Le ministère de l’Économie et des Finances a révélé que l’Agence judiciaire du Royaume (AJR) a réussi à préserver près de 45 milliards de dirhams des caisses de l’État. Cette performance, obtenue grâce à des jugements favorables, au recouvrement de fonds publics et à la défense victorieuse dans des dossiers d’arbitrage international, s’inscrit dans le cadre du Plan stratégique 2024-2028. Ce plan vise à renforcer la gouvernance juridique et à protéger le patrimoine public en adoptant une approche proactive basée sur l’analyse des risques et la prévention des litiges, indique le quotidien Al Akhbar de ce lundi 25 mai.
Dans une réponse écrite à une question parlementaire du groupe du Mouvement populaire (MP) à la Chambre des représentants, la ministre de l’Économie et des Finances, Nadia Fettah Alaoui, a souligné que les résultats de l’AJR s’inscrivent dans une vision stratégique visant à protéger les deniers publics et à améliorer la gouvernance juridique.
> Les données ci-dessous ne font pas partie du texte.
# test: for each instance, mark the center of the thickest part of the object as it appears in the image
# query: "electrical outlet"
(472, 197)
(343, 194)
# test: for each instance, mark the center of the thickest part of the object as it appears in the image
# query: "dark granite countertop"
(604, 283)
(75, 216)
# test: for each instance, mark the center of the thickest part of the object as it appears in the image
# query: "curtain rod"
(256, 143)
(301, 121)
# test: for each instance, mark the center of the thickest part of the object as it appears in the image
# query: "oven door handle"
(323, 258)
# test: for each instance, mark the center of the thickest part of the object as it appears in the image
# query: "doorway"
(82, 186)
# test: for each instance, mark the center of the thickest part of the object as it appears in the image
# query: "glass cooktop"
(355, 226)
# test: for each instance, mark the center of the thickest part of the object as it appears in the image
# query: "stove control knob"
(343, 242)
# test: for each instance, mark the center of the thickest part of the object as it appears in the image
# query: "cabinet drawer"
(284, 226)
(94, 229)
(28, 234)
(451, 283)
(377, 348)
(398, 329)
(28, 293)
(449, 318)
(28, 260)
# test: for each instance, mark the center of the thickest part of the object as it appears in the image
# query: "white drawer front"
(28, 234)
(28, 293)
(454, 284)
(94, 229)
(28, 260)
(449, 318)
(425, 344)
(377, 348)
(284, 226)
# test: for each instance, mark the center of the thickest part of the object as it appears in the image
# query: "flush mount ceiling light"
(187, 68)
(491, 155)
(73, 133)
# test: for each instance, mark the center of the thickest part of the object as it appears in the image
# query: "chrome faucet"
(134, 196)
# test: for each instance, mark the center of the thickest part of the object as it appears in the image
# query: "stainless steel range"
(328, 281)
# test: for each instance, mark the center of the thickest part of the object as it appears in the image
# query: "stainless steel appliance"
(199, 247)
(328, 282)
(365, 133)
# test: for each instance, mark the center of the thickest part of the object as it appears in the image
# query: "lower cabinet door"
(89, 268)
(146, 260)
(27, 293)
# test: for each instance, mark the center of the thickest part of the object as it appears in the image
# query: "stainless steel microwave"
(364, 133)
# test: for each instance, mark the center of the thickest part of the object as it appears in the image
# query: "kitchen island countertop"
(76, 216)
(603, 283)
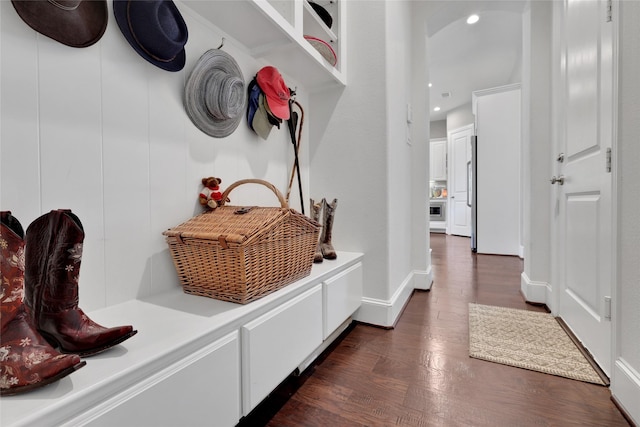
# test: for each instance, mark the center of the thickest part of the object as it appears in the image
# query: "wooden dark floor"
(420, 374)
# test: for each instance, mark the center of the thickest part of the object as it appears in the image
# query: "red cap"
(275, 91)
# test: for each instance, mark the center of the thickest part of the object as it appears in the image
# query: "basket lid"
(236, 224)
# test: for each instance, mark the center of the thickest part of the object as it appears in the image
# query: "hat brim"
(120, 12)
(324, 48)
(279, 107)
(322, 13)
(80, 27)
(194, 94)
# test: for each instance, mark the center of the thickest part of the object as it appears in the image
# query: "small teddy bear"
(211, 195)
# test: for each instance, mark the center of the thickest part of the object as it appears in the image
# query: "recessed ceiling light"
(472, 19)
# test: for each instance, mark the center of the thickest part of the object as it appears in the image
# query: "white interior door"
(584, 218)
(460, 155)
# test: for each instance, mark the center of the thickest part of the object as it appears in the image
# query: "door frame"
(559, 134)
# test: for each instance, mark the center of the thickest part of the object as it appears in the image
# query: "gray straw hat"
(215, 94)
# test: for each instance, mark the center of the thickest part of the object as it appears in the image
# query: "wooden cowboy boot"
(327, 224)
(53, 257)
(27, 361)
(316, 208)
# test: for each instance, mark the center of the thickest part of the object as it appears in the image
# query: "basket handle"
(281, 199)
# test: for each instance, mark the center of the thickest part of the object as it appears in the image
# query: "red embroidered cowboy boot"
(53, 256)
(27, 361)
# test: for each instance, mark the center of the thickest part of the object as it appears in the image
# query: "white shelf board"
(266, 34)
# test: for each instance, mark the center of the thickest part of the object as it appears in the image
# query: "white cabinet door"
(203, 389)
(274, 344)
(438, 160)
(342, 295)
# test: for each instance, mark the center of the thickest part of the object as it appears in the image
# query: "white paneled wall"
(102, 132)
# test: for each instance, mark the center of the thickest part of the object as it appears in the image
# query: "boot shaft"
(11, 266)
(53, 256)
(329, 210)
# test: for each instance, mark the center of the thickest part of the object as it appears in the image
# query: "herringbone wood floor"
(420, 374)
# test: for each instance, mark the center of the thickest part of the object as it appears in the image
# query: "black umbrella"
(293, 124)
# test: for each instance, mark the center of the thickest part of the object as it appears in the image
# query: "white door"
(584, 218)
(460, 155)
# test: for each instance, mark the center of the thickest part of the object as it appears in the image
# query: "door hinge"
(607, 308)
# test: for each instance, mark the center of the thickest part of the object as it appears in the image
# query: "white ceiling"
(464, 58)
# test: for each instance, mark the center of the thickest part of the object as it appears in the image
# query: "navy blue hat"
(155, 29)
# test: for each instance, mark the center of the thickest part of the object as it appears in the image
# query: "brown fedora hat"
(74, 23)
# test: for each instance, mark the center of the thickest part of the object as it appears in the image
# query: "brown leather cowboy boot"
(53, 256)
(27, 361)
(327, 224)
(316, 208)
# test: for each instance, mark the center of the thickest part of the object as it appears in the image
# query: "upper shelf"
(277, 35)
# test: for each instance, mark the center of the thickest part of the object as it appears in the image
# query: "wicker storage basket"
(240, 254)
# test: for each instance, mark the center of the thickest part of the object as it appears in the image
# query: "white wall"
(460, 117)
(626, 376)
(537, 156)
(102, 132)
(362, 157)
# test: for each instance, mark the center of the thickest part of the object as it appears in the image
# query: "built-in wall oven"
(438, 210)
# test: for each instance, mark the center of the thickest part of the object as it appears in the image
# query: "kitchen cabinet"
(438, 160)
(275, 30)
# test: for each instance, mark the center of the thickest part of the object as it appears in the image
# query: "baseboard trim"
(385, 313)
(625, 389)
(535, 292)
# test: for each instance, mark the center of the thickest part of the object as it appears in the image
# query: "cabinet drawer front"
(204, 390)
(342, 296)
(274, 344)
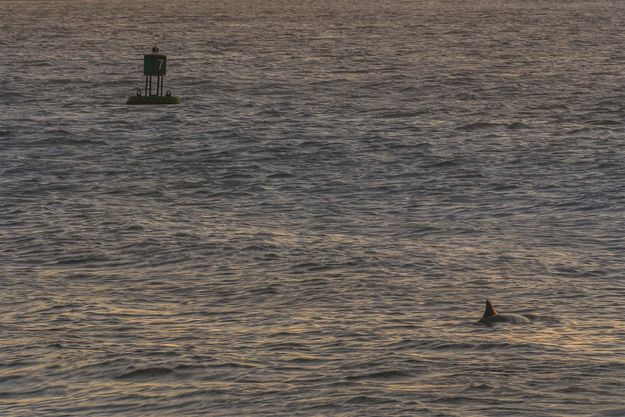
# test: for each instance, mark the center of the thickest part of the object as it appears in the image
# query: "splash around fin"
(491, 316)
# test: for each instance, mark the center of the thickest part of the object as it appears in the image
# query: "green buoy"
(154, 65)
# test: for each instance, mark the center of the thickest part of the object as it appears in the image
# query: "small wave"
(390, 374)
(146, 373)
(478, 126)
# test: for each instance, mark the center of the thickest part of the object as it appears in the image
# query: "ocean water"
(314, 230)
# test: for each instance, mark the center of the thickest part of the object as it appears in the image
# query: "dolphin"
(491, 316)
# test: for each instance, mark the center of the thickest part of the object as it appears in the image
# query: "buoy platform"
(153, 100)
(154, 65)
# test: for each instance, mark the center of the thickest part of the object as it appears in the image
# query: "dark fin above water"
(489, 312)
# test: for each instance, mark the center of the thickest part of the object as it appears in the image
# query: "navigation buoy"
(154, 65)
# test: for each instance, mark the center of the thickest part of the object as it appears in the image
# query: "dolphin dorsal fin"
(490, 310)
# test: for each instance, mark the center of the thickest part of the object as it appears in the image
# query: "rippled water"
(314, 230)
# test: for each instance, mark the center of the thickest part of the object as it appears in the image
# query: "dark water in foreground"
(315, 229)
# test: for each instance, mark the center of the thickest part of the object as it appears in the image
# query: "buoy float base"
(153, 100)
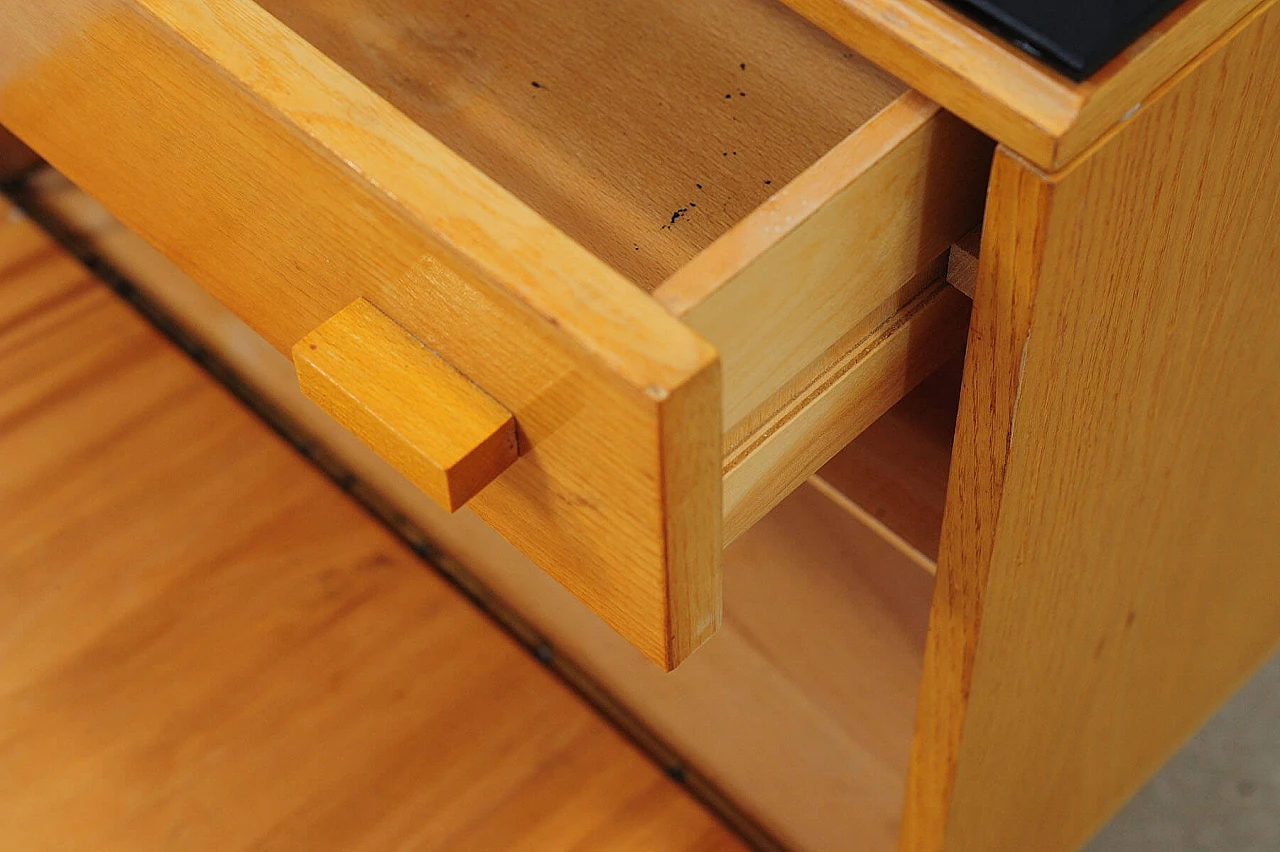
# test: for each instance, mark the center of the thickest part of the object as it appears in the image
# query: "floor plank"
(205, 645)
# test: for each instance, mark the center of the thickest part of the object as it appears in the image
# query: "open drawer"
(684, 251)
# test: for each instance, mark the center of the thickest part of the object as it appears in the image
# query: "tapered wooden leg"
(1110, 566)
(16, 157)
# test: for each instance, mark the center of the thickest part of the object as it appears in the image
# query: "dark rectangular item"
(1074, 37)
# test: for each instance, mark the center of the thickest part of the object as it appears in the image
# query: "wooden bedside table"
(690, 278)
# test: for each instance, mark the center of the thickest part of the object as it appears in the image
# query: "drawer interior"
(671, 378)
(796, 719)
(641, 128)
(778, 193)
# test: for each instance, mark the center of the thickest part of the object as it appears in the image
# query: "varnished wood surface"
(850, 238)
(1109, 554)
(16, 157)
(400, 398)
(800, 709)
(208, 646)
(289, 189)
(895, 472)
(1032, 109)
(858, 384)
(641, 128)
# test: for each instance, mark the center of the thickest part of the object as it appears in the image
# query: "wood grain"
(448, 436)
(208, 646)
(799, 709)
(609, 119)
(859, 381)
(16, 157)
(894, 475)
(1011, 97)
(827, 251)
(1107, 569)
(288, 189)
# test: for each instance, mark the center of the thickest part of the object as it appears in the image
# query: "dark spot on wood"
(675, 216)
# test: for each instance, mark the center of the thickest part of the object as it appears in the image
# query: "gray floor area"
(1221, 792)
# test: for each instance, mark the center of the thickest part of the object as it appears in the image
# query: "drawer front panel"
(255, 164)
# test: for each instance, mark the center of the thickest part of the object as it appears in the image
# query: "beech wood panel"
(894, 475)
(800, 709)
(1020, 102)
(208, 646)
(289, 189)
(859, 381)
(608, 119)
(828, 250)
(1107, 569)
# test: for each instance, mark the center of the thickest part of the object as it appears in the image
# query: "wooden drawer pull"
(424, 417)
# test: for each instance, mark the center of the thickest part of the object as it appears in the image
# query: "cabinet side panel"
(1112, 580)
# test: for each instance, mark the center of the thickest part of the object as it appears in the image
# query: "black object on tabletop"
(1074, 36)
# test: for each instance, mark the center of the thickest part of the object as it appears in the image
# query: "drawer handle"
(406, 403)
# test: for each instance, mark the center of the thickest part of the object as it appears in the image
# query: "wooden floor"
(204, 645)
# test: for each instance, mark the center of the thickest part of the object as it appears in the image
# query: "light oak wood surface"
(860, 381)
(799, 710)
(609, 119)
(1029, 108)
(894, 475)
(1107, 569)
(310, 192)
(16, 157)
(289, 188)
(845, 241)
(448, 436)
(208, 646)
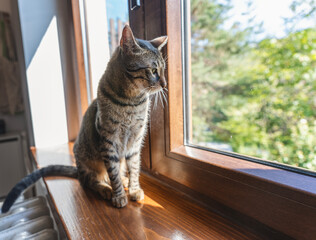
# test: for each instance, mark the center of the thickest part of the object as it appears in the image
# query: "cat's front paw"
(137, 195)
(119, 201)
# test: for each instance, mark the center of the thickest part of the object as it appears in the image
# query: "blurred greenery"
(257, 96)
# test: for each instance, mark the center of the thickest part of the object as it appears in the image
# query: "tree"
(259, 98)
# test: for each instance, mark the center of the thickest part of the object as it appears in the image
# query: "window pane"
(252, 86)
(104, 20)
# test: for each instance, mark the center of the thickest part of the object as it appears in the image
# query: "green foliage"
(259, 98)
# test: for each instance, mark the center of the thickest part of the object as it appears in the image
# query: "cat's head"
(143, 61)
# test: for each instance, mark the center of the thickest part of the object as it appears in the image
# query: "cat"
(107, 149)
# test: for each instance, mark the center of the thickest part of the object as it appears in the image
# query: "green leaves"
(260, 99)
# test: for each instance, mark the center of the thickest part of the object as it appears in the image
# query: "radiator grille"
(28, 219)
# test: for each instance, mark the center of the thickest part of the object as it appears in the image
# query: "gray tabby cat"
(107, 150)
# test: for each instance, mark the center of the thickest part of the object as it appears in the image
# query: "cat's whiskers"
(164, 95)
(160, 92)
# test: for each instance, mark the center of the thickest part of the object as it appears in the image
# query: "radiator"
(28, 219)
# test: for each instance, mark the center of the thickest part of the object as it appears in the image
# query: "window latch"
(134, 4)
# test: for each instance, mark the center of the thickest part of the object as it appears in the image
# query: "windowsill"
(295, 186)
(163, 214)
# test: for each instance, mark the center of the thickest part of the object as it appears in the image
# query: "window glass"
(117, 14)
(252, 85)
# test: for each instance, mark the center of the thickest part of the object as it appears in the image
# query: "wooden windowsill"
(163, 214)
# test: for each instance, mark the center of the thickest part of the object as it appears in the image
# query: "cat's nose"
(163, 83)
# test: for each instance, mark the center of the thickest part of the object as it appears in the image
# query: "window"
(252, 79)
(219, 180)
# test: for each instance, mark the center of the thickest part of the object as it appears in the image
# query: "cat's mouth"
(155, 89)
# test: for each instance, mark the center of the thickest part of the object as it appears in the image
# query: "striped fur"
(53, 170)
(108, 148)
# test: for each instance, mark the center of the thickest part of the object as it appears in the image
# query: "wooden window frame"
(281, 200)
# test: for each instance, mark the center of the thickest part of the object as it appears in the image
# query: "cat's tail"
(52, 170)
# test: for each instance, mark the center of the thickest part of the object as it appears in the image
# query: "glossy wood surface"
(163, 214)
(281, 200)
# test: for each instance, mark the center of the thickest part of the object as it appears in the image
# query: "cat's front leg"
(112, 164)
(133, 163)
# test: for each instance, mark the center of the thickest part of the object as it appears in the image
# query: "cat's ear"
(128, 42)
(159, 42)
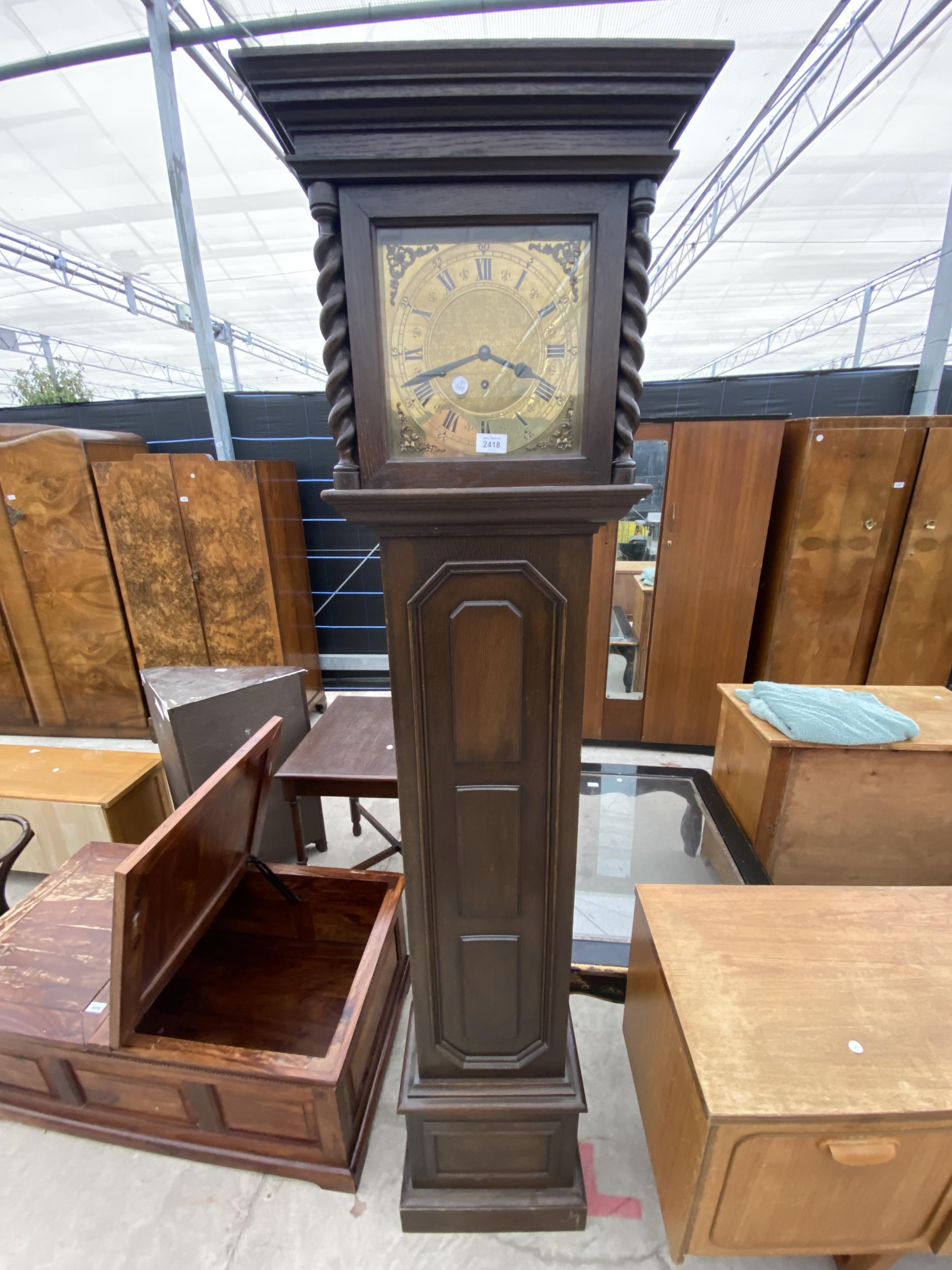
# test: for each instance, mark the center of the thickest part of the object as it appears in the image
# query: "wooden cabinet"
(67, 664)
(841, 530)
(183, 1004)
(803, 1108)
(73, 797)
(914, 643)
(875, 816)
(211, 560)
(716, 509)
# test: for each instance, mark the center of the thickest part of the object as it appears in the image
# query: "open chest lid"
(169, 891)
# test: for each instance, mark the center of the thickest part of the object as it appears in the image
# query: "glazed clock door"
(485, 333)
(493, 355)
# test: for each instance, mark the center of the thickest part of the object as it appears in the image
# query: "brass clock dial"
(485, 339)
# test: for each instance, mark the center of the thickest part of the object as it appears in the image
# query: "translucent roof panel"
(82, 164)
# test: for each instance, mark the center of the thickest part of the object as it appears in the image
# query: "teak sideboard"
(168, 997)
(791, 1056)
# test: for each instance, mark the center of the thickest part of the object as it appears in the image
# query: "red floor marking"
(600, 1204)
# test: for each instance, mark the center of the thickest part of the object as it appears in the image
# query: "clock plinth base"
(493, 1152)
(445, 1211)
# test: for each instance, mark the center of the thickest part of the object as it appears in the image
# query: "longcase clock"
(483, 261)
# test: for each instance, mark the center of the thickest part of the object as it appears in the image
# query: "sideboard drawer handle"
(862, 1151)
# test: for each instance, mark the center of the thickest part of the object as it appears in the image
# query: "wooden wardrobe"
(716, 509)
(857, 580)
(67, 663)
(211, 562)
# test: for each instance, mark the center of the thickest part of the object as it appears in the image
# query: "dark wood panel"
(914, 643)
(141, 515)
(67, 563)
(171, 888)
(535, 618)
(610, 718)
(489, 987)
(486, 657)
(488, 849)
(285, 531)
(709, 568)
(221, 511)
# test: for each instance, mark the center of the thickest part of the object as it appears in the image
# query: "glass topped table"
(641, 824)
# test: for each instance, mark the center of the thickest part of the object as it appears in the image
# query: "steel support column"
(171, 123)
(864, 319)
(937, 332)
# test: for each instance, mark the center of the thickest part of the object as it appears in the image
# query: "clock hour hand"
(519, 369)
(438, 371)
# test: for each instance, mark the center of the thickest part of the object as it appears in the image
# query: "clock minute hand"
(438, 371)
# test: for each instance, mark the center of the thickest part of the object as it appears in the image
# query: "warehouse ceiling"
(82, 164)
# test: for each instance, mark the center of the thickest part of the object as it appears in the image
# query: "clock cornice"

Grâce à une approche préventive, l’agence a consolidé sa position en tant qu’acteur clé dans la gestion des litiges impliquant l’État.
Selon les données officielles, le nombre total de litiges enregistrés entre 2023 et septembre 2025 s’élève à 57.086 affaires, confirmant une tendance à la hausse des contentieux contre l’État. Sur le plan judiciaire, l’AJR a obtenu 24.192 jugements favorables entre 2023 et septembre 2025, soit une augmentation de 37% par rapport à la période 2020-2022.
Au niveau financier, les économies réalisées pour l’État entre 2023 et 2025 dépassent les 16 milliards de dirhams. Ce résultat est considéré comme «un indicateur de la transition de l’agence vers une logique de gestion financière stratégique des litiges, dans le cadre de la protection des fonds publics et de la rationalisation des dépenses publiques», écrit Al Akhbar. L’AJR a également obtenu des jugements à impact financier d’environ 989 millions de dirhams, notamment dans des affaires liées à l’évacuation de logements administratifs et fonctionnels.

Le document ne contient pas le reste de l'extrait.